Kaldığım yerden başlıyorum her şeye. Yarım bıraktığım ne varsa toplamaya ve bitirmeye dair, hepsi için yola çıkıyorum.
    Bütün geçmişimi bir bavula doldurdum. Giydiğim, giymediğim ne varsa yanımda. Bir göç başlıyor uzaklara, o uzaklar ki yıllardır beni çağırır da, ben duymazlıktan gelirim her defasında. Fakat bu sefer gurbetin sesine kulak verdim ve dinledim hışırtısını. İçimde yazdan kalma duygular kabardı. Buruk özlemler, hüzünler bitiyor muydu acaba? Acaba hasret kaç paraya tükeniyordu?
    Bilmiyordum ama öğrenecektim her şeyin bedelini.
    Irak kalan zamanımın benden neleri götürdüğünü? Ya da neleri şimdi vereceğini? Ve bu alışverişin kaç kuruş ettiğini öğrenecektim.
Sır gibiydi hazırlanışım. Ankara bilmiyordu gidişimi ve hatta hiç kimse.
Belki gecenin bir yarısı alt kattaki komşum, bunca zaman sessiz sedasız odama kapanışlarıma alışmışken, gecenin bir yarısı bu telaşımın, gürültümün merakı içinde kalmıştı.
    Kim bilir? Kimin neyi anlayabildiğini? Belki de hiçbir şeyin farkında değil kimse...
    Anneme haber vermeli miydim? Yoksa en azından kız kardeşime bir Allahaısmarladık mı demeliydim? Sanırım öğrendiklerinde şaşıracaklar.
    Belki vefasız diyecekler, belki de yine her zaman olduğu gibi, lodos dolu İstanbul'a bu havada yola çıkışıma hayıflanacaklar.
    Yani bir bahaneleri olacaktır kuşkusuz.
    Gitmesem daha iyi onlar için ama ben gitmeliyim martıların çığlıklarına, vapurların acı acı ötüşüne, balıkçıların umutlarına, Eminönü'nde, Sirkeci'de, Gülhane'de yarım bıraktığım şiirlerimi söylemeye...
    Evet, sır gibiydi hazırlanışım, bu defa kimseyi dinlemeye ve kimseye kulak asmaya niyetim yoktu. Hatta yolumdan caydırırlar diye büyük bir giz içinde hazırlandım.
    Kaldığım yerden başlamaya, eksik kalan ne varsa bitirip toplamaya kararlıydım. Kararlı oluşum beni mutlu ediyordu. Gecenin içine düşen düşlerimden korkmuyordum ilk defa.

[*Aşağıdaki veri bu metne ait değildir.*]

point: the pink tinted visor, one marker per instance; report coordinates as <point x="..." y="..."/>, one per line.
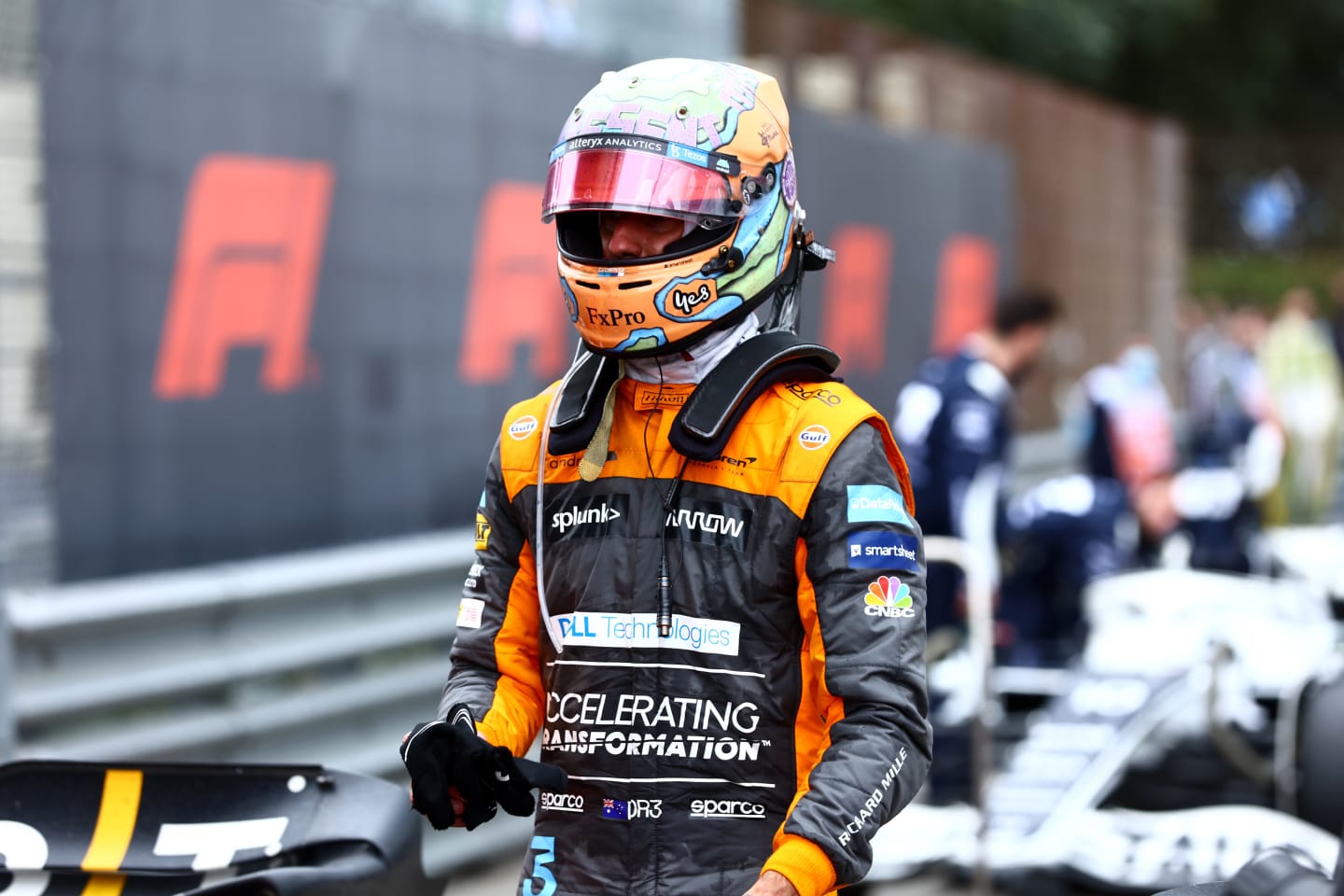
<point x="636" y="182"/>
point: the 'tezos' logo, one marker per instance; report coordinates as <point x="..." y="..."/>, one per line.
<point x="597" y="516"/>
<point x="889" y="596"/>
<point x="562" y="802"/>
<point x="878" y="550"/>
<point x="684" y="300"/>
<point x="710" y="523"/>
<point x="813" y="437"/>
<point x="726" y="809"/>
<point x="522" y="427"/>
<point x="247" y="265"/>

    Çünkü ben düşlerimle hesaplaşmaya, İstanbul'dan öcümü almaya gidiyordum. Bu gidiş belki sonumun başlangıcı, belki de her şeyin başı olacaktı.
    Gitmeden geleceğimle yüzleşemezdim ve en azından sırf bu yüzden gitmeliydim.
    Bavulumu sırtlayışımın gerçek sebebini sanırım bir ay içinde sizlerde öğreneceksiniz ve İstanbul'la yarım kalan hesaplaşmamın devamını. Annemde, kardeşimde öğrenir elbette.
    Merakı  olan herkes anlayacak bir gün yola çıkmanın ne kadar önemli olduğunu ve çıktığınız yollarda sizi engellemek isteyen bütün seslere kulaklarınızı tıkamanız gerektiğini sonra her şeye rağmen yola devam etmenizin şart olduğunu…
    Unutmadan beni en çok kız kardeşim ve annem özleyecek ve bende en çok onları özleyeceğim…
    Yarım bıraktığınıza inandığınız her şeyi yeniden başlatabilirsiniz ve bu başlama sizi yeniden hayata bağlayacaktır.
    Değilmi ki yaşamak, ölme riskini göze almak gibi bir bedelle hayatımızı bize lütfetmiş, o halde ne duruyorsunuz, yola, yollara çıkmaya, yarım kalan her şeyi toparlamaya, daha neyi bekliyorsunuz?